A Liberal government will invest an additional $50 million to build a more robust food inspection system in Canada in the wake of a listeriosis outbreak across the country, Stéphane Dion said Wednesday.
The boost in funding will allow the hiring of 100 additional Canadian Food Inspection Agency inspectors, an eight per cent increase of those working "on the ground," he said during a campaign stop in Walkerton, Ont., for the Oct. 14 federal election.
"Canadians have been alarmed by recent revelations about unsafe food making it to our store shelves," Dion said.
The Liberal leader added that Walkerton, where seven people lost their lives in 2000 during an E. coli outbreak in the community's water supply, served as a tragic reminder to all parties.

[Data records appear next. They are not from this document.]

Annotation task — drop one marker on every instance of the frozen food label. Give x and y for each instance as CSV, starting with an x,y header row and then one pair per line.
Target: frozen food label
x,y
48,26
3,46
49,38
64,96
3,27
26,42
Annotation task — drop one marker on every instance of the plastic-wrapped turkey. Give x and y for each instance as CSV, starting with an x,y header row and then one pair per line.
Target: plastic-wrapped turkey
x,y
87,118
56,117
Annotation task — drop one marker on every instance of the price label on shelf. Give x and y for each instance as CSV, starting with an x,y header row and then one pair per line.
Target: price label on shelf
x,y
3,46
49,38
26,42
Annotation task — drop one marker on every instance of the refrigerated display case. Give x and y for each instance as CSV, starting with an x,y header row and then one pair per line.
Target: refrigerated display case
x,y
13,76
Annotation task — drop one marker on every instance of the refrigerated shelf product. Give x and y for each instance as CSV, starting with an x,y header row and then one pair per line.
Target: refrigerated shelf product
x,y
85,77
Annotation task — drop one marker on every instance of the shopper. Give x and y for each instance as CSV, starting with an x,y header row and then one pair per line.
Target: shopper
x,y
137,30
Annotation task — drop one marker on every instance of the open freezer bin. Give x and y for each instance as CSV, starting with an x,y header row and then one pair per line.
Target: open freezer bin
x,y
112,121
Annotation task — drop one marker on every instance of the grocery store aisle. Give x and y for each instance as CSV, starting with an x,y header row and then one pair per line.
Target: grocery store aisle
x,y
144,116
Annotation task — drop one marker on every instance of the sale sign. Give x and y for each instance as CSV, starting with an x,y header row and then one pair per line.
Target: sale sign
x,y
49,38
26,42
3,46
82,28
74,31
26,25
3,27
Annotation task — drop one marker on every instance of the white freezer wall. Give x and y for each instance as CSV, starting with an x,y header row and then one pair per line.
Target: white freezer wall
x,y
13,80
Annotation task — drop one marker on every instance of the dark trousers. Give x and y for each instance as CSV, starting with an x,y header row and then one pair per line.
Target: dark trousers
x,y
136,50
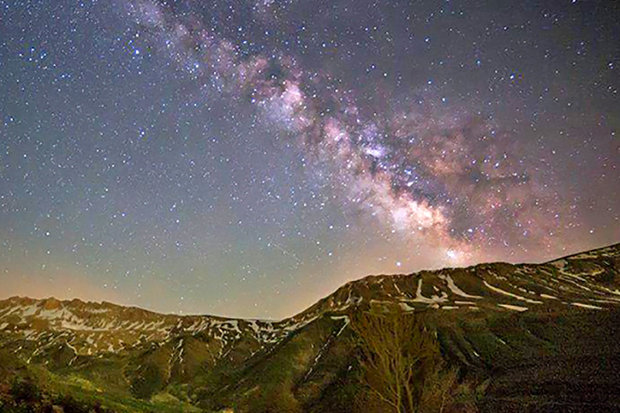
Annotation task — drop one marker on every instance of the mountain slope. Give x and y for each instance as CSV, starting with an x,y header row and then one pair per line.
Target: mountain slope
x,y
546,335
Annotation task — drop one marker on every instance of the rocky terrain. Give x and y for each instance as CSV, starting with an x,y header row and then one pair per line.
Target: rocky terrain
x,y
544,337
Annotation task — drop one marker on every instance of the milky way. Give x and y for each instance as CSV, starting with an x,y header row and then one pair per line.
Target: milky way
x,y
245,150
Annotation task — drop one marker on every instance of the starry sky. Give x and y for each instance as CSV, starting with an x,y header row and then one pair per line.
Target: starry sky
x,y
247,157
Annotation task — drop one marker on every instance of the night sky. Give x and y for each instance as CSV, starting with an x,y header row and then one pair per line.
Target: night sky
x,y
246,158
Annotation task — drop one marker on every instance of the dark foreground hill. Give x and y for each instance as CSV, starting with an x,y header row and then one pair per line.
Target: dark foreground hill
x,y
529,337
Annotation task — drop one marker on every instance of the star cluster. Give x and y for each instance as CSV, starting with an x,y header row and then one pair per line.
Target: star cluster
x,y
245,158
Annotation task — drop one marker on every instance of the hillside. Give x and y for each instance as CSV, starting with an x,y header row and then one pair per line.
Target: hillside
x,y
543,337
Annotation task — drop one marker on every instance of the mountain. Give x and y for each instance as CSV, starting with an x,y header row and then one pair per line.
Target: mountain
x,y
533,337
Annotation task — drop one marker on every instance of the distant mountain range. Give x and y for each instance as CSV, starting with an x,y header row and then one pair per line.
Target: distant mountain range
x,y
544,337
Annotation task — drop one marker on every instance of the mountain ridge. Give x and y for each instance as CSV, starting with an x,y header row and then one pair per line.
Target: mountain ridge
x,y
492,320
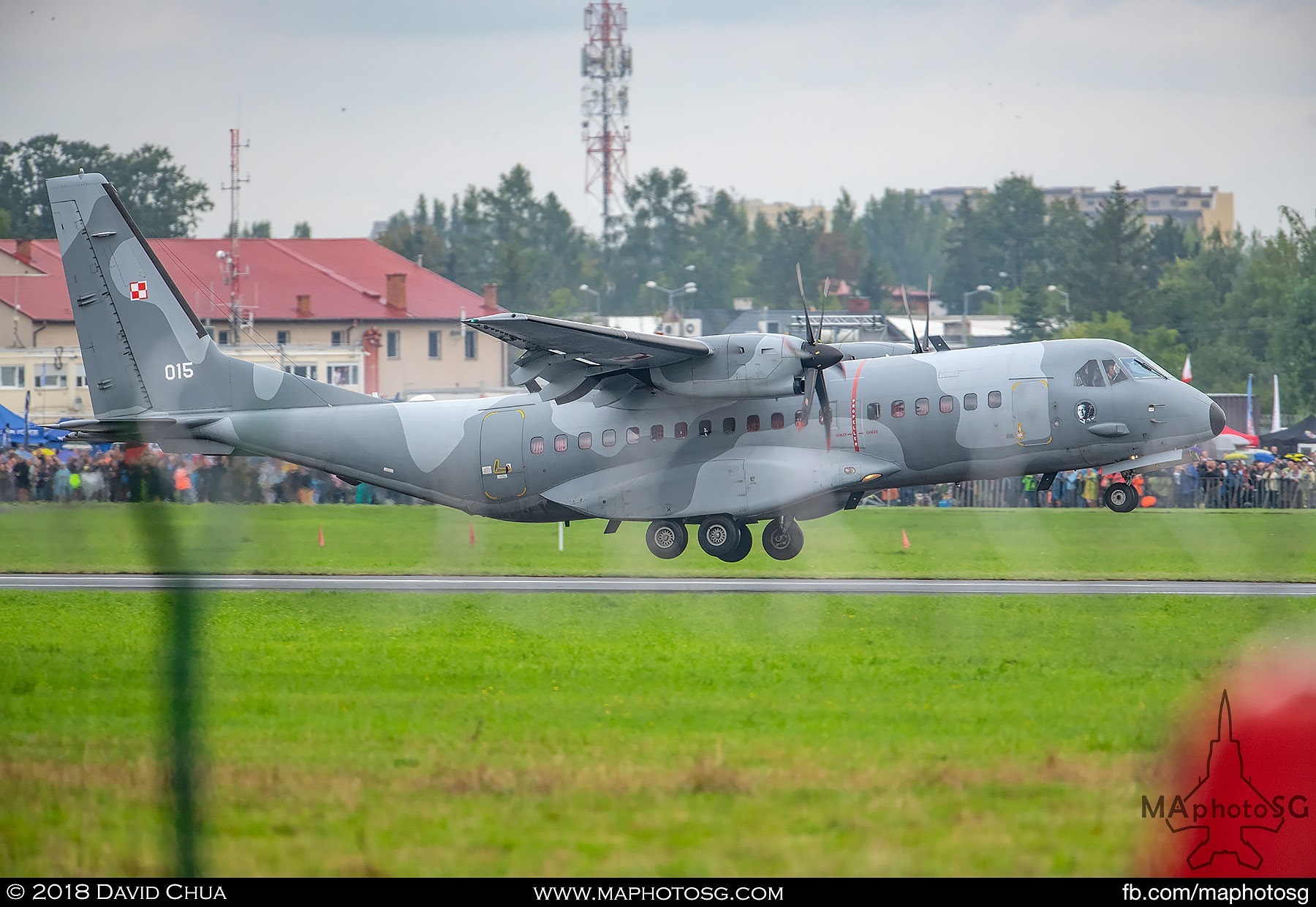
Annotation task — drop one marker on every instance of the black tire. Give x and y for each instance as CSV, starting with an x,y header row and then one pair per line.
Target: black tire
x,y
783,543
719,535
666,538
1120,497
743,548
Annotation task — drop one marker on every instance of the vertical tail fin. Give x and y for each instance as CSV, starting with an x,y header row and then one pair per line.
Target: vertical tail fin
x,y
144,349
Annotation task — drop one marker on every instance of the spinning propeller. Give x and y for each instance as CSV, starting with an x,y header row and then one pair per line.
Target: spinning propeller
x,y
820,357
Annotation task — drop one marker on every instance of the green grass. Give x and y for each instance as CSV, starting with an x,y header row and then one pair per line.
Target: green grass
x,y
551,735
1018,544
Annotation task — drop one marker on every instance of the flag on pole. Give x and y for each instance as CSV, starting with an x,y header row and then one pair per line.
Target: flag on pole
x,y
1274,413
1250,431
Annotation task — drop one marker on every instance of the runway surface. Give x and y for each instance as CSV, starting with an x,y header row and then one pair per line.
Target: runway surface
x,y
307,584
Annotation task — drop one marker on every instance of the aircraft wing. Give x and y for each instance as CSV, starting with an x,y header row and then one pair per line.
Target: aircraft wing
x,y
599,345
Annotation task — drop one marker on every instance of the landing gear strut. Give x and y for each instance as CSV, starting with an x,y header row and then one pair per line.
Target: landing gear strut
x,y
783,538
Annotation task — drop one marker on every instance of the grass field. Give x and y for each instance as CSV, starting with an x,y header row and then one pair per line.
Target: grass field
x,y
684,735
1049,544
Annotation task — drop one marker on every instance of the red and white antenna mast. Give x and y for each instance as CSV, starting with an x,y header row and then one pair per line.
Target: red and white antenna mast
x,y
230,266
605,105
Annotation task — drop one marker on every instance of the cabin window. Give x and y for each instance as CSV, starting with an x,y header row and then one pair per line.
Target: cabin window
x,y
1090,375
1113,373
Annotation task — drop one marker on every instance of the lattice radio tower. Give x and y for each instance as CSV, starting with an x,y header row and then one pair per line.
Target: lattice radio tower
x,y
605,105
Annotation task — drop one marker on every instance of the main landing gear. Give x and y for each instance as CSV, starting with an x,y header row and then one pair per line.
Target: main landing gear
x,y
1120,497
725,538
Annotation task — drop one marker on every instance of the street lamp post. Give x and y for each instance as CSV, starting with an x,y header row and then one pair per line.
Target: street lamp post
x,y
671,294
1054,289
598,299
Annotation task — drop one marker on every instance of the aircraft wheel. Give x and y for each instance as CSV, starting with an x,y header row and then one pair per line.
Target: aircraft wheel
x,y
783,543
719,536
1120,498
743,548
666,538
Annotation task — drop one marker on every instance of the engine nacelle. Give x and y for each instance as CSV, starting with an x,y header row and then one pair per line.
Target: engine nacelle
x,y
741,366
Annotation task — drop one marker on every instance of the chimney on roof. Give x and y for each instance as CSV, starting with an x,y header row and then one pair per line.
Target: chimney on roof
x,y
396,294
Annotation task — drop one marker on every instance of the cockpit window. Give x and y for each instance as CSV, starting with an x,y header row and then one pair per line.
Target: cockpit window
x,y
1090,375
1140,369
1113,373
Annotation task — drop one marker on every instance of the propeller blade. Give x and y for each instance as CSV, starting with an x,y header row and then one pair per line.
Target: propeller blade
x,y
914,331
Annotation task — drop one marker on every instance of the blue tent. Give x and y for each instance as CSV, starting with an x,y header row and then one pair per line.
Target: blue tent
x,y
12,426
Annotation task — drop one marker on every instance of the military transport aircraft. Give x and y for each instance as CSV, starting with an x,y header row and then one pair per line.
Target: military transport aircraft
x,y
711,432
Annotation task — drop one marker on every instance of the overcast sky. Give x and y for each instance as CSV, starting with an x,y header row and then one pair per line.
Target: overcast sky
x,y
355,108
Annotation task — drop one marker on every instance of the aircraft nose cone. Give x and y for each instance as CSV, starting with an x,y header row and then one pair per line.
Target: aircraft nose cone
x,y
1217,419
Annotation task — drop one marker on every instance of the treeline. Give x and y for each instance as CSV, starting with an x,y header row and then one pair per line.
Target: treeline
x,y
1240,304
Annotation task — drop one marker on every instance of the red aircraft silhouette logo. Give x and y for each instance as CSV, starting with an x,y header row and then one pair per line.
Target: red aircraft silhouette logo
x,y
1230,806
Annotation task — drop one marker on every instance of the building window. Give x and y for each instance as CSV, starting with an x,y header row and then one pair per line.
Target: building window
x,y
57,380
342,375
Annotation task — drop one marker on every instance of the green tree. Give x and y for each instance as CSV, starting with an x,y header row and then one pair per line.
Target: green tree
x,y
164,203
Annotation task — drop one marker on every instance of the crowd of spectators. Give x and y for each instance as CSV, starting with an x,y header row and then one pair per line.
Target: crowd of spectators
x,y
141,474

"A government cannot cut corners when it comes time to protecting the health and safety of Canadians for the sake of so-called efficiencies," he said.
The listeriosis outbreak has killed 14 people across Canada and been linked to tainted meat products processed at a Maple Leaf Foods plant in Toronto.
Conservative Leader Stephen Harper has promised an investigation into the outbreak. Maple Leaf has said the most likely cause of the outbreak was bacteria embedded deep inside meat slicing equipment at the plant.
Critics have increasingly voiced their concerns over the Conservatives' plans for food inspection reform, while opposition members have accused the Tories of downloading responsibility for food inspection onto the industry.
But Agriculture Minister Gerry Ritz has said the federal inspectors in charge of overseeing health standards at the plant were doing their job properly.